None of the current reprogramming tools account for target sites’ methylation status. Overexpressed TFs, although they might be crucial for establishing target transcriptional patterns, may be unable to bind their target genes if key regulatory regions are methylated. Conversely, introduced TFs may inappropriately bind to methylated sites not bound in the native target cell, leading to aberrant gene expression. Current reprogramming cocktails also struggle to silence active genes from the starting population that are natively inactive in the target cell, which leads to incomplete reprogramming and the emergence of hybrid cell types^9^. Integrating knowledge of DNA methylation patterns will be essential for future approaches to tackle these obstacles. The tools must infer if DNA methylation-modulating factors should be part of TF cocktails and factors that can alter DNA methylation at certain sites. This could be the addition of lncRNAs known to target and silence specific regions^35^ or epigenetic editing, which employs CRISPR-based tools, that can precisely modulate methylation at specific genomic loci^36^. Additionally, it would be beneficial to validate whether broad-spectrum DNMT inhibitors, such as 5-azacytidine (5-aza) and RG108^37^, both of which have been shown to enhance certain reprogramming protocols, could tangible benefits in this context.

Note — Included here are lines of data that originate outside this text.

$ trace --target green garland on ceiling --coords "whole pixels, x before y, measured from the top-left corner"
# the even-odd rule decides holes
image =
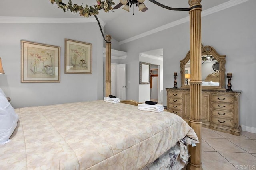
[[[50,0],[52,4],[57,4],[58,7],[61,8],[64,12],[70,10],[73,13],[79,13],[81,16],[89,17],[92,15],[95,16],[99,14],[99,10],[103,9],[106,12],[113,10],[112,5],[114,5],[115,3],[113,0],[98,0],[97,4],[93,5],[93,6],[88,6],[86,5],[83,6],[83,4],[79,5],[77,4],[72,3],[71,0],[69,0],[68,4],[62,2],[62,0]]]

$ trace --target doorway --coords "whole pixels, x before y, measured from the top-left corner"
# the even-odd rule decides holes
[[[111,63],[111,94],[126,100],[126,64]]]
[[[159,104],[162,104],[163,49],[142,52],[140,54],[139,57],[139,61],[150,63],[150,70],[152,70],[152,84],[148,86],[139,84],[139,102],[156,100]],[[156,73],[156,72],[157,73]],[[157,76],[153,74],[157,74]],[[145,98],[146,97],[146,98]]]

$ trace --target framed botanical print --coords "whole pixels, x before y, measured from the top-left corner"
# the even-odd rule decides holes
[[[21,82],[59,82],[58,46],[21,41]]]
[[[92,45],[65,39],[65,73],[92,74]]]

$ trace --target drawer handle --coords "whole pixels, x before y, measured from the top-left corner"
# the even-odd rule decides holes
[[[226,122],[226,121],[222,121],[222,122],[221,122],[220,121],[220,120],[218,120],[218,121],[219,122],[220,122],[220,123],[224,123]]]

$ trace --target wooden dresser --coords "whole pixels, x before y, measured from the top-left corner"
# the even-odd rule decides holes
[[[189,124],[190,90],[167,88],[169,111]],[[202,90],[202,127],[240,135],[240,91]]]

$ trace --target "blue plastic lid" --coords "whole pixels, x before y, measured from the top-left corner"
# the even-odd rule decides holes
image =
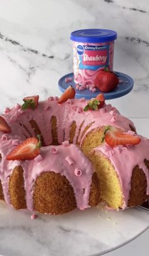
[[[116,40],[117,32],[108,29],[81,29],[71,33],[71,40],[82,43],[104,43]]]

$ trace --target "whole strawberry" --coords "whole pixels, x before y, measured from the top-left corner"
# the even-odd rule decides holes
[[[105,67],[104,70],[98,72],[94,84],[100,91],[107,93],[113,91],[117,87],[119,79],[114,72],[109,71],[108,68]]]

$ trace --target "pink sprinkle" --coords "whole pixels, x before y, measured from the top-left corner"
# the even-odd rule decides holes
[[[64,147],[67,147],[68,145],[69,145],[69,142],[68,140],[65,140],[62,143],[63,145],[64,145]]]
[[[112,116],[116,116],[116,112],[114,111],[110,111],[110,114]]]
[[[12,145],[18,145],[19,144],[19,140],[13,140],[12,141]]]
[[[57,148],[56,148],[56,147],[51,147],[51,152],[52,154],[57,154],[58,153],[57,150]]]
[[[134,135],[135,134],[135,131],[128,131],[127,132],[128,134],[129,134],[130,135]]]
[[[82,85],[81,86],[81,88],[82,88],[82,90],[85,90],[85,89],[86,89],[86,85]]]
[[[81,102],[85,102],[85,98],[84,97],[82,97],[79,99],[79,101]]]
[[[104,114],[106,113],[107,112],[107,108],[106,107],[102,107],[101,109],[99,109],[99,113],[100,114]]]
[[[15,105],[15,109],[20,109],[20,107],[21,107],[20,105],[18,104],[18,103],[16,103],[16,105]]]
[[[92,89],[92,91],[93,93],[95,93],[95,91],[96,91],[96,88],[93,88],[93,89]]]
[[[82,88],[82,86],[80,86],[79,87],[79,90],[80,91],[82,91],[83,89],[83,88]]]
[[[50,109],[50,106],[46,104],[44,107],[44,110],[47,111]]]
[[[54,97],[52,97],[52,96],[51,96],[50,97],[49,97],[48,98],[47,98],[47,100],[54,100]]]
[[[35,220],[37,218],[37,215],[35,213],[33,213],[31,216],[32,220]]]
[[[35,158],[34,158],[34,160],[37,163],[40,162],[42,159],[43,159],[43,158],[40,155],[40,154],[39,154],[38,156],[37,156],[37,157]]]
[[[72,77],[66,77],[64,79],[65,83],[71,82],[72,80],[73,80]]]
[[[10,120],[15,121],[16,120],[17,116],[15,114],[11,116]]]
[[[3,135],[2,135],[2,137],[1,137],[1,138],[2,138],[2,140],[8,140],[8,135],[6,135],[6,134],[3,134]]]
[[[79,88],[80,88],[79,84],[76,84],[76,90],[79,90]]]
[[[53,98],[54,98],[54,100],[58,100],[58,97],[57,96],[54,96],[54,97]]]
[[[111,123],[115,123],[116,121],[116,116],[113,116],[110,119]]]
[[[81,113],[83,111],[83,109],[81,107],[78,107],[76,109],[78,113]]]
[[[69,104],[72,104],[72,100],[71,100],[71,99],[70,98],[68,98],[68,100],[67,100],[67,102],[66,102],[67,103],[68,103]]]
[[[85,210],[85,207],[83,206],[80,206],[79,207],[80,210],[81,210],[81,211],[83,211],[83,210]]]
[[[32,120],[32,119],[33,118],[32,115],[31,115],[30,114],[28,116],[28,120]]]
[[[81,176],[81,170],[78,169],[78,168],[74,170],[74,175],[76,176]]]
[[[90,84],[90,87],[91,88],[95,88],[95,84]]]
[[[77,107],[76,107],[76,106],[72,106],[72,109],[73,109],[73,111],[76,111],[76,109],[77,109]]]
[[[6,107],[6,109],[4,109],[4,113],[8,113],[9,112],[10,112],[10,109],[9,107]]]
[[[19,112],[20,114],[24,113],[24,111],[23,111],[23,109],[18,109],[18,112]]]
[[[74,163],[73,159],[69,156],[67,156],[65,159],[67,161],[67,162],[69,163],[69,165],[72,165]]]

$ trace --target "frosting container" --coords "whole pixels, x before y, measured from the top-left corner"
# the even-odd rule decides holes
[[[107,29],[83,29],[71,34],[73,47],[74,81],[86,89],[93,86],[100,69],[113,69],[117,32]]]

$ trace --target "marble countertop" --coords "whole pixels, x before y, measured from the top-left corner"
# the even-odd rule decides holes
[[[129,94],[109,102],[134,123],[139,133],[149,137],[148,24],[148,0],[1,0],[0,112],[21,102],[25,96],[39,94],[44,100],[60,95],[57,81],[73,71],[71,32],[110,29],[118,34],[114,70],[131,76],[134,86]],[[13,238],[11,222],[9,218],[6,225],[10,240]],[[3,229],[1,226],[1,239],[6,232]],[[148,236],[147,231],[136,242],[110,253],[111,256],[124,255],[127,250],[131,255],[140,255],[141,248],[141,255],[146,256]],[[15,243],[23,247],[17,245],[17,239]],[[137,245],[140,251],[134,249]],[[40,248],[37,242],[35,246]],[[1,245],[0,253],[4,254]]]

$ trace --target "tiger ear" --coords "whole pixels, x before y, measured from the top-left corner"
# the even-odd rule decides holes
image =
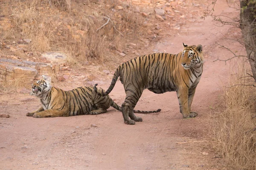
[[[43,75],[42,76],[42,78],[46,82],[48,82],[49,84],[50,84],[52,82],[52,78],[50,76]]]
[[[202,52],[203,51],[203,46],[202,45],[199,45],[196,46],[196,48],[195,48],[196,50],[200,53]]]
[[[184,47],[184,48],[188,46],[188,45],[187,45],[186,44],[185,44],[183,42],[182,42],[182,43],[183,44],[183,47]]]

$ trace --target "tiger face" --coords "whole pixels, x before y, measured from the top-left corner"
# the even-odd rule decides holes
[[[47,94],[52,88],[52,86],[45,76],[43,78],[34,82],[32,85],[32,89],[29,94],[41,97],[44,94]]]
[[[202,45],[189,46],[183,43],[183,46],[184,50],[182,54],[181,65],[186,70],[200,67],[204,61]]]

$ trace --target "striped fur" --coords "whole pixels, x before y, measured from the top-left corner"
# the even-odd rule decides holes
[[[99,88],[97,92],[105,92],[102,88]],[[101,96],[97,95],[93,87],[82,87],[64,91],[52,87],[46,79],[41,79],[32,85],[30,94],[39,97],[42,104],[42,106],[38,109],[26,114],[34,117],[96,115],[106,112],[111,106],[122,111],[122,108],[108,95]],[[148,113],[160,110],[134,111],[135,113]]]
[[[146,88],[157,94],[176,91],[183,117],[196,116],[197,113],[191,111],[191,107],[203,72],[203,47],[184,43],[183,45],[183,50],[177,54],[145,55],[123,63],[116,70],[108,90],[99,93],[96,84],[95,92],[102,96],[108,95],[120,77],[126,94],[122,107],[124,122],[127,124],[134,125],[135,121],[142,121],[141,118],[135,116],[131,110]]]

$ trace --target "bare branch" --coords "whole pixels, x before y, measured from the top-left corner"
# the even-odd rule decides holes
[[[239,55],[239,56],[236,56],[236,56],[234,56],[234,57],[231,57],[231,58],[229,58],[228,59],[227,59],[227,60],[220,60],[220,59],[218,59],[218,59],[216,59],[215,60],[214,60],[214,61],[213,61],[213,62],[215,62],[215,61],[224,61],[224,62],[225,62],[225,64],[227,64],[227,61],[228,61],[228,60],[232,60],[234,58],[235,58],[235,57],[246,57],[246,56],[242,56],[242,55]]]

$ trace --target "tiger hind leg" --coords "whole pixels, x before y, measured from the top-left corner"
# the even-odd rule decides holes
[[[37,112],[34,114],[33,117],[35,118],[42,118],[47,117],[59,117],[68,116],[67,111],[64,110],[56,110],[53,109],[48,109],[43,111]]]
[[[136,116],[133,111],[133,109],[139,101],[142,93],[137,94],[136,96],[134,93],[132,93],[129,91],[126,91],[126,93],[125,100],[122,105],[122,112],[125,123],[128,125],[134,125],[135,122],[142,122],[142,118]],[[131,119],[129,118],[129,117]]]
[[[41,106],[38,110],[36,110],[34,111],[32,111],[32,112],[27,113],[26,116],[32,116],[33,115],[34,115],[34,114],[35,113],[36,113],[41,112],[42,111],[44,111],[44,108],[43,108],[43,107],[42,106]]]
[[[91,111],[90,112],[89,114],[94,115],[100,113],[103,113],[106,112],[107,112],[107,109],[100,108],[98,109],[94,110]]]

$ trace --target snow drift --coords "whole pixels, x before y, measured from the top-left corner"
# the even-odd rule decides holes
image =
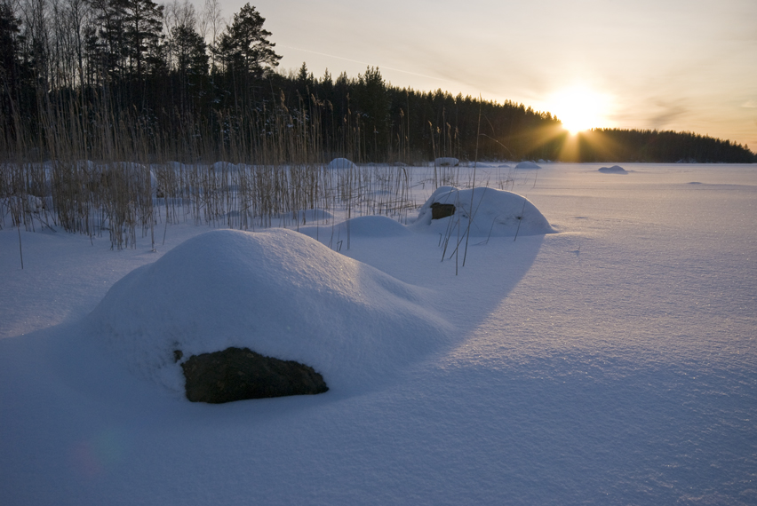
[[[224,230],[127,274],[87,324],[130,370],[176,392],[174,350],[186,358],[229,346],[307,364],[347,391],[447,341],[425,294],[295,232]]]
[[[473,202],[473,212],[471,212]],[[442,219],[432,219],[432,205],[452,204],[455,212]],[[460,233],[468,227],[473,216],[470,233],[474,237],[498,237],[539,235],[554,233],[543,214],[524,197],[512,192],[494,188],[478,187],[458,190],[452,186],[440,186],[423,204],[418,219],[410,225],[416,232],[432,232],[442,234]]]

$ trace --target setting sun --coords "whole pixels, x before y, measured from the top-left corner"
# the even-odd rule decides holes
[[[604,119],[607,99],[600,93],[583,87],[557,91],[549,99],[549,110],[562,122],[570,134],[591,128],[608,126]]]

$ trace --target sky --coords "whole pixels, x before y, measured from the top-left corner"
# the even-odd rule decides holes
[[[198,2],[200,0],[197,0]],[[221,0],[227,20],[245,3]],[[757,151],[754,0],[257,0],[282,69],[512,100],[586,128]]]

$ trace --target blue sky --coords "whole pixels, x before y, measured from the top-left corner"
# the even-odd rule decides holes
[[[221,1],[227,19],[244,4]],[[376,66],[397,86],[522,102],[577,128],[694,131],[757,151],[754,0],[251,4],[283,69]]]

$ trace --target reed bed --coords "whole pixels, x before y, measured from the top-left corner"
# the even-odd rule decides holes
[[[0,132],[0,228],[107,234],[114,249],[149,237],[155,248],[178,223],[255,230],[363,215],[407,222],[422,203],[413,186],[461,184],[458,167],[330,168],[333,157],[360,155],[360,125],[341,140],[324,138],[323,103],[311,97],[291,111],[281,102],[218,113],[211,123],[177,114],[170,138],[136,112],[116,118],[107,102],[46,109],[53,112],[36,128],[16,118],[14,131]]]

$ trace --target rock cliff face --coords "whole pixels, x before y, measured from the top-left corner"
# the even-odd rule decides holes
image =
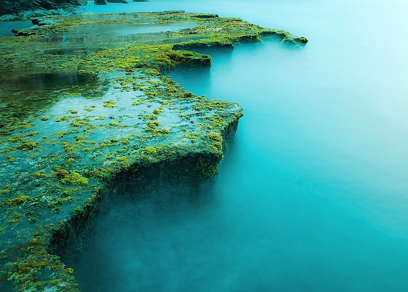
[[[17,14],[29,10],[50,10],[65,4],[86,5],[86,0],[2,0],[0,15]]]

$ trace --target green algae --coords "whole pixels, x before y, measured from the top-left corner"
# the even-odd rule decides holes
[[[143,182],[155,170],[170,181],[208,179],[243,115],[237,104],[196,96],[163,74],[209,69],[211,56],[202,50],[267,38],[301,47],[307,40],[239,18],[182,11],[36,21],[41,25],[21,32],[30,36],[0,44],[6,72],[0,80],[10,85],[0,101],[0,242],[7,242],[1,280],[16,290],[76,291],[72,270],[54,255],[97,211],[102,189],[113,191],[129,178]],[[64,47],[59,40],[72,39],[66,34],[84,26],[137,30],[146,23],[197,26],[103,43],[86,54],[48,53],[84,47],[83,39]],[[152,38],[178,40],[148,43]],[[31,88],[48,79],[45,89]]]

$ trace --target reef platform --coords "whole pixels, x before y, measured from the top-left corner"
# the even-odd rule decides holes
[[[140,178],[217,171],[242,108],[166,76],[209,70],[213,50],[308,40],[184,11],[44,17],[0,42],[0,289],[78,290],[61,259],[104,197]]]

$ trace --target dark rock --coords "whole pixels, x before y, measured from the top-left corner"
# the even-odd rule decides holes
[[[78,7],[76,4],[64,3],[63,4],[61,5],[61,7],[63,9],[66,11],[68,11],[73,15],[83,14],[85,12],[83,8],[80,8]]]
[[[218,14],[213,14],[212,13],[201,14],[194,16],[194,17],[197,17],[198,18],[214,18],[218,17]]]
[[[74,5],[86,5],[88,4],[88,1],[86,0],[74,0],[72,1]]]
[[[25,31],[24,29],[13,29],[11,30],[11,32],[14,34],[16,36],[31,36],[35,34],[35,32],[28,32]]]
[[[2,0],[0,15],[16,14],[28,10],[50,10],[58,8],[58,5],[52,0]]]

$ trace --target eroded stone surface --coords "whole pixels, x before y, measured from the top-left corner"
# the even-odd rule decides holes
[[[216,174],[242,108],[197,96],[163,74],[209,69],[203,50],[266,37],[307,42],[182,11],[34,21],[16,32],[30,36],[0,45],[0,283],[11,290],[76,290],[72,269],[49,252],[86,224],[118,179],[149,169],[174,181]]]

Transcription co-factors (TcoFs) interact with TFs and perform diverse functions, including modulating TF–DNA binding, chromatin modification, bridging regulatory complexes, and signal transduction^38^. Based on our current knowledge, there are around 1000 putative human TcoFs that are expressed in a cell-type-specific manner and play a crucial role in fine-tuning transcriptional activity by integrating multiple signaling pathways. It was suggested that, on average, a human TF interacts with around 6 TcoFs, although this number may vary by cell type or TF family^39^.
Despite their importance, current approaches neglect TcoFs and their role in guided differentiation. It will be essential that future tools go beyond TFs alone and also suggest TcoFs that are necessary for the TFs to fully exert their regulatory potential.
TFs can engage in either direct or indirect competitive binding at their DNA binding sites. Direct competition occurs when TFs compete for the same binding site, while indirect competition is mediated by TFs recruiting cofactors that either enhance or inhibit the binding of other TFs. This competition can result in differential regulation of the gene controlled by the binding site.
Paralogous TFs, which arise from the same ancestral gene, often compete with each other^40^. While these proteins typically share similar DNA-binding attributes, they can differ significantly in their functional outcomes. An example are CTCF and BORIS, two paralogous proteins sharing nearly identical DNA-binding domains, enabling them to bind the same DNA sequences. While CTCF is ubiquitously expressed in somatic cells, BORIS is restricted to male germ-line cell where it replaces CTCF and establishes a cell-type specific expression pattern^41^.
Studies have shown that in humans, across 37 tissue types^42^, 43 out of 58 TF families with more than one paralog have at least two family members coexpressed in at least one tissue type. This coexpression highlights the potential for competitive interactions between paralogous TFs in regulating gene expression.
Current approaches to cellular reprogramming and TF-based interventions largely overlook the possibility that the expression of a competitive TF in the target cell may interfere with the activity of the introduced TF. Future strategies should address this limitation by identifying competitive TFs that may need to be silenced alongside those that require overexpression. Incorporating this consideration could significantly improve the efficacy and precision of TF-mediated cellular reprogramming and gene regulation protocols.
Many cell types express specific miRNAs that suppress the translation of lineage-inappropriate transcripts, ensuring proper cell identity and function^43^. In some reprogramming protocols, overexpressed TFs have been shown to achieve effective lineage conversion only when specific miRNAs are co-expressed^44^. Despite this, current computational tools for cellular reprogramming overlook the critical role of miRNAs in regulating lineage-specific gene expression. Incorporating miRNAs (or TFs that activate these miRNAs) that specifically silence donor cell population-specific genes into these tools could significantly enhance their accuracy and usability, enabling more efficient and faithful reprogramming.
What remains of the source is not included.